As some of you may be aware, I spent the past summer between my graduation from Pomona College and my matriculation to UC San Francisco School of Medicine teaching fourth grade outside Livingstone, Zambia (think Victoria Falls.) Although I felt prepared to encounter the harsh realities of poverty, starvation, and disease so prevalent throughout Africa, I was not prepared to experience life through the eyes of many of my pupils. In a country where one of every three adults is infected with HIV, intact families and healthy children are practically non-existent. According to the World Health Organization, the average life expectancy is thirty-eight years, more than 1.1 million children in Zambia face starvation and homelessness, and nearly 75% of all Zambian children are stunted in growth or are severely underweight. Personally, though, I found what I witnessed to be more powerful than any statistic.

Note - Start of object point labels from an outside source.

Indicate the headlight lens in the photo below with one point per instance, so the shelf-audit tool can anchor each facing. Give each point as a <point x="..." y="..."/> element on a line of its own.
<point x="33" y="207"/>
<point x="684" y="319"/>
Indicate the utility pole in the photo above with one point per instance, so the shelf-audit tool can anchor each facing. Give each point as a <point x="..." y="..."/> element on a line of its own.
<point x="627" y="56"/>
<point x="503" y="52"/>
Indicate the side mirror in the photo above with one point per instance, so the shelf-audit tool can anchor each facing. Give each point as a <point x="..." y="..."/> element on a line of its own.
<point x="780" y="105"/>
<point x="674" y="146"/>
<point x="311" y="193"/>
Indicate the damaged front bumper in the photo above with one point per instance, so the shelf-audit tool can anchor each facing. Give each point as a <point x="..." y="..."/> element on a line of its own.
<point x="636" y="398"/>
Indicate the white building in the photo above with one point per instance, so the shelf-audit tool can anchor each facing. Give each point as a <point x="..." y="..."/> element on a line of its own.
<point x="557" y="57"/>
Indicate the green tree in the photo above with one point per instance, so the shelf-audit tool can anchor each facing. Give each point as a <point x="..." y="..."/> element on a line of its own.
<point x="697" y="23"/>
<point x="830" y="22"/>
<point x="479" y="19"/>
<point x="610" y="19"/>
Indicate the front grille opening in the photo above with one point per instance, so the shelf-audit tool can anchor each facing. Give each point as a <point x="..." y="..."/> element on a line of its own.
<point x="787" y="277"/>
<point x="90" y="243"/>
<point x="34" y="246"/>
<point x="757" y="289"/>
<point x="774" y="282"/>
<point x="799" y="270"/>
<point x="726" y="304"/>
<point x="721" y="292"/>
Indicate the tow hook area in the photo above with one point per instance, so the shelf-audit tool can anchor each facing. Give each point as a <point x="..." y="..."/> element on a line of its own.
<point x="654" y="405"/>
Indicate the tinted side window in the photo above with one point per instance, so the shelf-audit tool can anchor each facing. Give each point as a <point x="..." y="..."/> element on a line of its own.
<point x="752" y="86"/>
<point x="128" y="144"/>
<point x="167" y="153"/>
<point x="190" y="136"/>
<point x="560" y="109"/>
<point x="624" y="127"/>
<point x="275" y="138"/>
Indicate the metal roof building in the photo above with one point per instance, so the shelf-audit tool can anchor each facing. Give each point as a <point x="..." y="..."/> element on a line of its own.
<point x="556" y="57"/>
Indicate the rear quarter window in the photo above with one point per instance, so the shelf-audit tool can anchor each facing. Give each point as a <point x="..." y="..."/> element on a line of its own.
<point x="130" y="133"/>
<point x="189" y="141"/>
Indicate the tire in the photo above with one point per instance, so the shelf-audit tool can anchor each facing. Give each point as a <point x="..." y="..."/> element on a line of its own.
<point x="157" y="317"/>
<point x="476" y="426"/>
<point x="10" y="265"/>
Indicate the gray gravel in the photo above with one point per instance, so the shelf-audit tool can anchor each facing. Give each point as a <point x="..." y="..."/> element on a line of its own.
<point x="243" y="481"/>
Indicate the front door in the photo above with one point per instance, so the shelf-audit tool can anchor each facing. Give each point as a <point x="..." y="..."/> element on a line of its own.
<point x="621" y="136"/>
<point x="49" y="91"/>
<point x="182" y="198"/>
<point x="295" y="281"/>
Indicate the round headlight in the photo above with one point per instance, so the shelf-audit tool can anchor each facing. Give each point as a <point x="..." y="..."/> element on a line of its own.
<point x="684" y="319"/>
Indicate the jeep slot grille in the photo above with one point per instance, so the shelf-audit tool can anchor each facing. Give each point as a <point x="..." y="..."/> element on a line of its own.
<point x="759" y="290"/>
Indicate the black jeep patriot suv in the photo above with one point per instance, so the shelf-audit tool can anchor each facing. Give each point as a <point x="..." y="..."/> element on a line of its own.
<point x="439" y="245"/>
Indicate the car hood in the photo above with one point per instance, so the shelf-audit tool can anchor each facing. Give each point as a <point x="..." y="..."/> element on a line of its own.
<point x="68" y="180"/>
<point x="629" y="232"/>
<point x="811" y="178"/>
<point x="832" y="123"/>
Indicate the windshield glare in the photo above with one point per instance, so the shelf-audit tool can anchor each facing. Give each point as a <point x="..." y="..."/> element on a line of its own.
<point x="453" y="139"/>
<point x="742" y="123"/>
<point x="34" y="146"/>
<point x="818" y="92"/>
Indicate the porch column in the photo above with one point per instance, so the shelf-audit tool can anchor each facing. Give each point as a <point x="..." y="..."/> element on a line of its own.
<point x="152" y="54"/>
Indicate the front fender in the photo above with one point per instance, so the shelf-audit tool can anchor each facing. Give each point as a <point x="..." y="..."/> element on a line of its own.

On my first day as a teacher, the third grade class gave a short five minute school play in which the main character’s father died of AIDS. There was no doctor, no nurse, no treatment offered. The moral of the story was simply to pray and rejoice in what little life they were given. A few weeks later, a fellow volunteer noticed a young girl continually absent from her class. Upon further investigation, we found out that the third-grader was sold away by her care-takers for a used car battery. The reason for such a high price: young virgins are thought to cure AIDS. Without the help of modern education and medicine, these events will continue to be part of daily life for Zambia and its children. When leaving Zambia to begin my journey in medicine, I swore to my both my pupils and myself that I would not forget about them or what I had experienced.
Fortunately, there is a way we can help. Global Partners for Health is a wonderful independent, international organization that is committed to delivering medical supplies, providing physicians, and promoting education throughout the world, and specifically in Zambia. Even better, 100% of your tax-deductible donation goes directly to improving children’s health as all administrative costs are covered by the founders. I can personally vouch for the importance of your donations to Global Partners for Health, having visited and helped at their Lubasi Home for Children in Livingstone, Zambia. The good news: you have the easy part in helping these kids!
In order to help improve the lives and health of these children, I have committed myself to raising money for Global Partners for Health by completing one of the most difficult running challenges ever constructed, appropriately titled “A Glimpse of Heaven, A Taste of Hell.” More specifically, it is a 100-mile continuous footrace on the Tahoe Rim Trail with an average grade of 9% and nearly 20,000 feet of total ascent and descent. The race, which is to be held between 5am on July 18th and 4pm on July 19th (maximum time: 35 hours) will undoubtedly be the hardest thing I have ever attempted. My training will include sleepless nights on the trails, weekend runs of more than 50-miles, and brutal preparation on California’s mountainous slopes. However, I feel so strongly about this cause that enduring these hardships will not be a sacrifice; instead, I will look at each grueling step as one step closer to fulfilling my promise. I hope you will sponsor me in this race by making a donation to Global Partners for Health, showing that you share my determination, desire, and faith that we can overcome poverty, disease, and starvation one child at a time.